Telegram a intégralement remboursé les obligations convertibles qu'elle avait émises il y a cinq ans, selon le fondateur de la messagerie, Pavel Durov.
En mars 2021, la société a émis des obligations convertibles en dollars à cinq ans, assorties d'un taux d'intérêt de 7 % par an, pour un montant total d'un milliard de dollars. Ces obligations offraient aux investisseurs la possibilité de les convertir en actions Telegram avec une décote de 10 % par rapport à leur valeur nominale en cas d'introduction en bourse.
Selon les médias, l'opérateur de messagerie prévoyait d'entrer en bourse d'ici la fin de 2023. À l'approche de cette échéance, des informations ont circulé selon lesquelles l'introduction en bourse serait reportée de 18 à 24 mois.
En mai 2021, Telegram a émis des obligations supplémentaires pour un montant de 750 millions de dollars aux mêmes conditions.
Selon Durov, la stratégie de monétisation adoptée il y a cinq ans a permis à la messagerie de devenir rentable dès 2024.
« Par conséquent, notre nouvelle émission obligataire de l'année dernière a été sursouscrite », a-t-il ajouté.
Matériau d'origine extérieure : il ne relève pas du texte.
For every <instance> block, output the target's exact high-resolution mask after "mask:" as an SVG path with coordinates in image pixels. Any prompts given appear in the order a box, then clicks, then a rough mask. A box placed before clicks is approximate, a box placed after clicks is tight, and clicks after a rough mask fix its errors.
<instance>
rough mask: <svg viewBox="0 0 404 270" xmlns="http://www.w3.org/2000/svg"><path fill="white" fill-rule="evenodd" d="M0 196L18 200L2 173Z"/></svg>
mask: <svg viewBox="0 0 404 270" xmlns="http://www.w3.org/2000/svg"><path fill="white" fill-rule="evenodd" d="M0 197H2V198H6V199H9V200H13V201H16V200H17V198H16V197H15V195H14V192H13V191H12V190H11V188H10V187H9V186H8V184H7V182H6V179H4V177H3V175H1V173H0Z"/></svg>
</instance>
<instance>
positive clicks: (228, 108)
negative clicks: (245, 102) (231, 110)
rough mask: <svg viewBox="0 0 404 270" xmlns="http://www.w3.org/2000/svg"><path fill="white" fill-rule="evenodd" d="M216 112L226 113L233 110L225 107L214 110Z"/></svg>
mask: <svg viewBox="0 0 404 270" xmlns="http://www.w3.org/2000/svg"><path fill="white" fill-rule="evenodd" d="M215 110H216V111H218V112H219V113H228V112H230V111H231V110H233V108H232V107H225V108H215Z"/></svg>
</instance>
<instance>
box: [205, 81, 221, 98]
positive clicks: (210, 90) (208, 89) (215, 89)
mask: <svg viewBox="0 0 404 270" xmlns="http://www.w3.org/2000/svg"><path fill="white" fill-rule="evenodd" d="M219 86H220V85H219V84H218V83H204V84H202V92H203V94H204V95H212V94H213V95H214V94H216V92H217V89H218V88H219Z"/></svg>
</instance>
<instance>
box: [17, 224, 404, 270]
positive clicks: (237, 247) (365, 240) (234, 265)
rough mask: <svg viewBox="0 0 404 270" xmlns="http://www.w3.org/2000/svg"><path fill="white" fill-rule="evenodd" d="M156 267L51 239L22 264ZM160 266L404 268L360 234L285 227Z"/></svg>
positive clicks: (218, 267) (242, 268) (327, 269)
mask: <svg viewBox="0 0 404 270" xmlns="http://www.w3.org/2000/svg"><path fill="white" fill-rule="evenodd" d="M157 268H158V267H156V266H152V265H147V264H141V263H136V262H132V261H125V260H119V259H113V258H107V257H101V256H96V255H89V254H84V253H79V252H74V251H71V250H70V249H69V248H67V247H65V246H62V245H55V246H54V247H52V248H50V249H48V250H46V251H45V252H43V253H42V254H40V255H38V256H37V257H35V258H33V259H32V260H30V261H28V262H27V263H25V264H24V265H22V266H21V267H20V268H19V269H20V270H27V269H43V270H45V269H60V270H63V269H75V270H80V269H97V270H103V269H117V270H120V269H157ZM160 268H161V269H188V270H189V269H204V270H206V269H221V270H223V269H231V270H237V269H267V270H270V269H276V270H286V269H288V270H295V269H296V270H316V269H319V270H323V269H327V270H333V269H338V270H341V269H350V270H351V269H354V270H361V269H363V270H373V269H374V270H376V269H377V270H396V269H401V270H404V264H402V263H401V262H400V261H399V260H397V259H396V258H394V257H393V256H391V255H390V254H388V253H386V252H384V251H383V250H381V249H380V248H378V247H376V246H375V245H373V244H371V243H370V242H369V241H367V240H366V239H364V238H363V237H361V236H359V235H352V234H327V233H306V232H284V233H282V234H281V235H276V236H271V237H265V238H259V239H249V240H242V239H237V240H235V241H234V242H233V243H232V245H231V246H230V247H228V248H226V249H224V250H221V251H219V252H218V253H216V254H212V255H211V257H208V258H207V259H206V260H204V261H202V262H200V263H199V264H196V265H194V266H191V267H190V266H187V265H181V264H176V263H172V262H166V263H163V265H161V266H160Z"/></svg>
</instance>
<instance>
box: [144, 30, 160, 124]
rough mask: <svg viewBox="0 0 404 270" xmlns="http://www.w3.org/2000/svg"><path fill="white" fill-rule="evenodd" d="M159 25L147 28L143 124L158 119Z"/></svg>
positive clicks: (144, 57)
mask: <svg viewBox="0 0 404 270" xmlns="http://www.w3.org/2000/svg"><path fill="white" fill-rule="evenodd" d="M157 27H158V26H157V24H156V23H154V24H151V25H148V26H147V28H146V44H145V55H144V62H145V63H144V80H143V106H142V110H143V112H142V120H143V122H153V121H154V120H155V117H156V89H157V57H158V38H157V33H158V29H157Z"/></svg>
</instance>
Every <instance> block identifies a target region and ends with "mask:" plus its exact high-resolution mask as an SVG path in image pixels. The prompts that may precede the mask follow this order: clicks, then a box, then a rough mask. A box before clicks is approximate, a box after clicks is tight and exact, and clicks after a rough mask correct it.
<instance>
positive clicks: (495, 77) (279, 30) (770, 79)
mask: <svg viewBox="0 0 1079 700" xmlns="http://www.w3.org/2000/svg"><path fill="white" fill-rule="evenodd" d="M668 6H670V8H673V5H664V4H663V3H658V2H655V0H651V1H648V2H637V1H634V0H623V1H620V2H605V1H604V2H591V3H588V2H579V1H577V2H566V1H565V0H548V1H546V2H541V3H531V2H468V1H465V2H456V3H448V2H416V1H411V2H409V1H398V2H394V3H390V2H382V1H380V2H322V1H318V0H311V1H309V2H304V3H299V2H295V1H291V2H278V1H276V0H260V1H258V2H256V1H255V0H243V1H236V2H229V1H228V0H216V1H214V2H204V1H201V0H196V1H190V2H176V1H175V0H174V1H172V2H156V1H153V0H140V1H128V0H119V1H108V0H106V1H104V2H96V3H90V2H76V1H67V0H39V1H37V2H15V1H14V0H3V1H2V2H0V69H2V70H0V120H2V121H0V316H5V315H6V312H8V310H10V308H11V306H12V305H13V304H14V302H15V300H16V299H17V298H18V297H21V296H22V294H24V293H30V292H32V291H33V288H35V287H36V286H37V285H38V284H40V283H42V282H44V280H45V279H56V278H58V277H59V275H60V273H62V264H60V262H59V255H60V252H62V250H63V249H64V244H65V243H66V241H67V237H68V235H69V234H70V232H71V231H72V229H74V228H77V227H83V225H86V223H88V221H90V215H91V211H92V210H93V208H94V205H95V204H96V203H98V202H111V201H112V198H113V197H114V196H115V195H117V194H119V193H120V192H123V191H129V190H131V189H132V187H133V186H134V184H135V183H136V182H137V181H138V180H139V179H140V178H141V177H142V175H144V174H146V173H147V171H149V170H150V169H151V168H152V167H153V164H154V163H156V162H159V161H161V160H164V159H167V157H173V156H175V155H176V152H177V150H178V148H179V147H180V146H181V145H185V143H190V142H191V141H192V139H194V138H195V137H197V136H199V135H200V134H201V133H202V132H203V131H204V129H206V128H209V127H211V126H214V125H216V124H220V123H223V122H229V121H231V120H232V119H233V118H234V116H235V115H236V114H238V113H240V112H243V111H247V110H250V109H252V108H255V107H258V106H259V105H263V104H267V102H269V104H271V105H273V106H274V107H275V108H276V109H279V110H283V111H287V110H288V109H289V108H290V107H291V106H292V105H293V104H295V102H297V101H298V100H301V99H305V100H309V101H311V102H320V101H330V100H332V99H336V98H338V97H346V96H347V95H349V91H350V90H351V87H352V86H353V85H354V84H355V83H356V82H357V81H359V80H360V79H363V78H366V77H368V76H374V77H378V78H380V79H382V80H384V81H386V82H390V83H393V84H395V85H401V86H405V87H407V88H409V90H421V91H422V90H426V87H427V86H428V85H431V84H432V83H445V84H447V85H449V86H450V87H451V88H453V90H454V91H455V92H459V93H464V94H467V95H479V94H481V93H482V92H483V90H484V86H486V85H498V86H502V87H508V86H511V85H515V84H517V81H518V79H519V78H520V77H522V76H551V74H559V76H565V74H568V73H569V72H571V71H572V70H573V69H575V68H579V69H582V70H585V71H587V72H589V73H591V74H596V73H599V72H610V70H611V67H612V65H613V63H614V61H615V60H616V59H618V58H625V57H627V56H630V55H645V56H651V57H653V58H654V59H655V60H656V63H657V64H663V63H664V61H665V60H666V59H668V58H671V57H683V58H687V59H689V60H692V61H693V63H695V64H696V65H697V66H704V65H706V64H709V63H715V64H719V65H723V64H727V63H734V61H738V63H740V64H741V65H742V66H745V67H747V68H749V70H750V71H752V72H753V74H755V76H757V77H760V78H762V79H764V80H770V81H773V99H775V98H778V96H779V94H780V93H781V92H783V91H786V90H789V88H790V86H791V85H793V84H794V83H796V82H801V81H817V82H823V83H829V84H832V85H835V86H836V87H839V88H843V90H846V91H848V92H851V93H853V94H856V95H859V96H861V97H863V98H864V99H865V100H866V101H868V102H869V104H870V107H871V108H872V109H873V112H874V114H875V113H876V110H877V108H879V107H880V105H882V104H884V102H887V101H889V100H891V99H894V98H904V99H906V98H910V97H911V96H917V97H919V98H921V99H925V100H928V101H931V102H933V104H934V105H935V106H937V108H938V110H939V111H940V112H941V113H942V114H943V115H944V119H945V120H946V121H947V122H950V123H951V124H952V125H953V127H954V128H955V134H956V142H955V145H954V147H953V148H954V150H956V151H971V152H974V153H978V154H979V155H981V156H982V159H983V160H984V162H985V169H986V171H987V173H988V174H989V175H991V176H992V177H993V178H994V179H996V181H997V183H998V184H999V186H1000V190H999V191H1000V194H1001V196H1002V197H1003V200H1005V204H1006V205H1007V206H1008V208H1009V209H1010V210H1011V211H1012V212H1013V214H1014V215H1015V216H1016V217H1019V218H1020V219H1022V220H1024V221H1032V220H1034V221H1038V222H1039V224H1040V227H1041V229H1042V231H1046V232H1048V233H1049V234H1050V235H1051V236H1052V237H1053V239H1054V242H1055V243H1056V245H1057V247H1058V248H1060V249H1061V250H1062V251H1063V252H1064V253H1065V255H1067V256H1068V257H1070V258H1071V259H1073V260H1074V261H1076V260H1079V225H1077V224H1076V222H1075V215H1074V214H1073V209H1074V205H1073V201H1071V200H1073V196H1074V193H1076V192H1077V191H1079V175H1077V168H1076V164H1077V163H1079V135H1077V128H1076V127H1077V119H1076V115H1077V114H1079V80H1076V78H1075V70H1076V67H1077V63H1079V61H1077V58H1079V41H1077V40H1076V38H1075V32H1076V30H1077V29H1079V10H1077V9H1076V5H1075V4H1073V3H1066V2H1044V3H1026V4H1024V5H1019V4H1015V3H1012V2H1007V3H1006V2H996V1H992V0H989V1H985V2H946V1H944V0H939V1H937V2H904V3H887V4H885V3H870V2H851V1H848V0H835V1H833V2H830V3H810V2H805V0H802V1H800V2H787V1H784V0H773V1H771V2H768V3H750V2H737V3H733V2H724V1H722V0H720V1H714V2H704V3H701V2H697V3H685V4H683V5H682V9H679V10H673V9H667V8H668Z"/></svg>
Telegram a déjà émis des titres de créance ; Durov lui-même a acheté un quart d'une des tranches de 270 millions de dollars.
En août 2028, l'homme d'affaires a été arrêté en France. Il lui était notamment reproché d'avoir fourni « des services cryptographiques pour l'exécution de fonctions de confidentialité sans déclaration appropriée, ainsi que des outils cryptographiques non destinés exclusivement à l'authentification ou à la vérification de l'intégrité des messages ». Il lui était également reproché de ne pas avoir communiqué d'informations aux autorités compétentes.
Durov a été placé sous contrôle judiciaire moyennant une caution de 5 millions d'euros. Le premier interrogatoire a eu lieu quatre mois plus tard et l'affaire n'a pas encore été renvoyée devant le tribunal.
Peu après son arrestation, Durov a annoncé un renforcement de la modération de la messagerie. Parallèlement, la plateforme a commencé à répondre rapidement aux demandes légales des autorités européennes.
Les statistiques relatives aux demandes légales de divulgation de données d'utilisateurs émanant de plusieurs pays sont désormais publiques.
Pour rappel, les agissements de Durov font l'objet d'une enquête en Russie dans le cadre d'une procédure pénale pour complicité d'activité terroriste.